I looked down into my beer. For the second time in just a few minutes, she’d made me feel ashamed, for reasons I couldn’t quite fathom.
“That’s not what I intended to do.”
“But it’s what you would have done, if I’d let you?”
I looked into her eyes.
She held my gaze, like she was reading a text inside my head. “That’s what you do, Lacklan, isn’t? You see something that needs to be done, and you storm in, guns blazing, leaving death and destruction in your wake, and tell yourself it’s what you had to do to get the job done.”
“How could you know that?”
“Isn’t Bat Hays the same? Isn’t that what all men like you do?”
“You’re making a lot of assumptions, Simone, based on very little.” I took a drag and we were both silent for a moment. I looked at the burning ember on the tip of my cigarette and wondered how much truth there was in what she’d said. I thought probably it was all true. “Hays’ life is over if I can’t help him. He doesn’t deserve what they will do to him. I don’t want to put a slur on Sarah’s memory. I don’t want to hurt you, or anybody. I just want to know the truth.”
She gave a small laugh that was almost bitter. It was the closest thing I had seen in her to an ugly emotion. “You want to know the truth without hurting anybody. Good luck with that.”
She stood and came close beside me, looking out at the garden, and up at the heavy, motionless ceiling of cloud.

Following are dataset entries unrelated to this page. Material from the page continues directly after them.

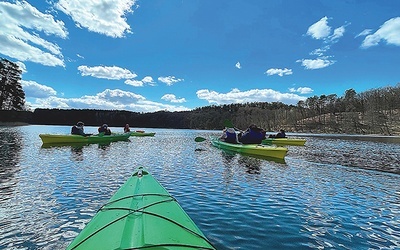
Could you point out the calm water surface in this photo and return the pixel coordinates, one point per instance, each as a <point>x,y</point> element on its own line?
<point>333,193</point>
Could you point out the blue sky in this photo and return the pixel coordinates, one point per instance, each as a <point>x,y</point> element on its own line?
<point>175,55</point>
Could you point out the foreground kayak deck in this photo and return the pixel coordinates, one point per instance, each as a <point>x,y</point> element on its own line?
<point>141,215</point>
<point>252,149</point>
<point>53,138</point>
<point>284,141</point>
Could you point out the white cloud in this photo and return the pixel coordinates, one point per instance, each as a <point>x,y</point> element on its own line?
<point>22,67</point>
<point>140,83</point>
<point>106,72</point>
<point>301,90</point>
<point>33,89</point>
<point>169,80</point>
<point>389,32</point>
<point>20,27</point>
<point>320,29</point>
<point>172,98</point>
<point>364,32</point>
<point>254,95</point>
<point>237,65</point>
<point>318,63</point>
<point>106,17</point>
<point>337,33</point>
<point>279,72</point>
<point>109,100</point>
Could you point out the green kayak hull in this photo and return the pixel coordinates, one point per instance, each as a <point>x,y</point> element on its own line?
<point>141,215</point>
<point>252,149</point>
<point>135,133</point>
<point>284,141</point>
<point>54,138</point>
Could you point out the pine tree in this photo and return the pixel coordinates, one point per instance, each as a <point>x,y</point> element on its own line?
<point>12,96</point>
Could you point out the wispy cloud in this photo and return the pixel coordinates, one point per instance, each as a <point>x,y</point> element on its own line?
<point>106,72</point>
<point>33,89</point>
<point>279,72</point>
<point>172,98</point>
<point>106,17</point>
<point>109,99</point>
<point>318,63</point>
<point>388,32</point>
<point>21,29</point>
<point>169,80</point>
<point>301,90</point>
<point>322,31</point>
<point>254,95</point>
<point>140,83</point>
<point>238,66</point>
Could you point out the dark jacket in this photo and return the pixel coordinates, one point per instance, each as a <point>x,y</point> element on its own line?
<point>75,130</point>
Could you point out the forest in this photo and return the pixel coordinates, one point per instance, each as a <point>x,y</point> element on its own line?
<point>375,111</point>
<point>372,112</point>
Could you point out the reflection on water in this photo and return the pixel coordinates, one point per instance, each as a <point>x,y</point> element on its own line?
<point>10,154</point>
<point>319,197</point>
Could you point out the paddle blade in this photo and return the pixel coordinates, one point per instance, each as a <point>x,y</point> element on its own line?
<point>199,139</point>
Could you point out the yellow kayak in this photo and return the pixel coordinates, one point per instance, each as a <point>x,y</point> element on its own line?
<point>284,141</point>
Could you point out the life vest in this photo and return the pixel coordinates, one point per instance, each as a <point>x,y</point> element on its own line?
<point>230,136</point>
<point>252,137</point>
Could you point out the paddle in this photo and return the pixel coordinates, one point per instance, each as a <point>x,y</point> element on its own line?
<point>199,139</point>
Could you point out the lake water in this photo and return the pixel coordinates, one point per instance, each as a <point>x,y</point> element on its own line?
<point>333,193</point>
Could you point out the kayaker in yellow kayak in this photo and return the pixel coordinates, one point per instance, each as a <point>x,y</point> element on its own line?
<point>229,135</point>
<point>252,135</point>
<point>281,134</point>
<point>78,129</point>
<point>126,128</point>
<point>104,129</point>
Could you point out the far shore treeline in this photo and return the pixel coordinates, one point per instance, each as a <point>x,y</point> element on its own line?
<point>373,112</point>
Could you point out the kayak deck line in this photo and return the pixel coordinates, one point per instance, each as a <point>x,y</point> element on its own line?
<point>141,210</point>
<point>112,206</point>
<point>133,196</point>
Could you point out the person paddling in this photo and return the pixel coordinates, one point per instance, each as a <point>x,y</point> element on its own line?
<point>78,129</point>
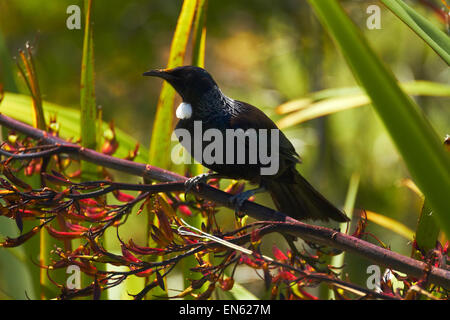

“Synchronicity,” she said.
“What is?”
“It’s a Jungian concept. Not an easy one.” She glanced at me, like she was wondering if I would get the concept. “Sarah, she is threatening to destroy us all: Sarah the storm, and Sarah, my sister. There can be no causal link between the two, yet there is a connection in meaning.” She gestured up at the sky. “Both Sarahs have unleashed a destructive force, one from the sky…” She paused and seemed to examine my face, with little darting movements of her eyes. “The other from the earth.”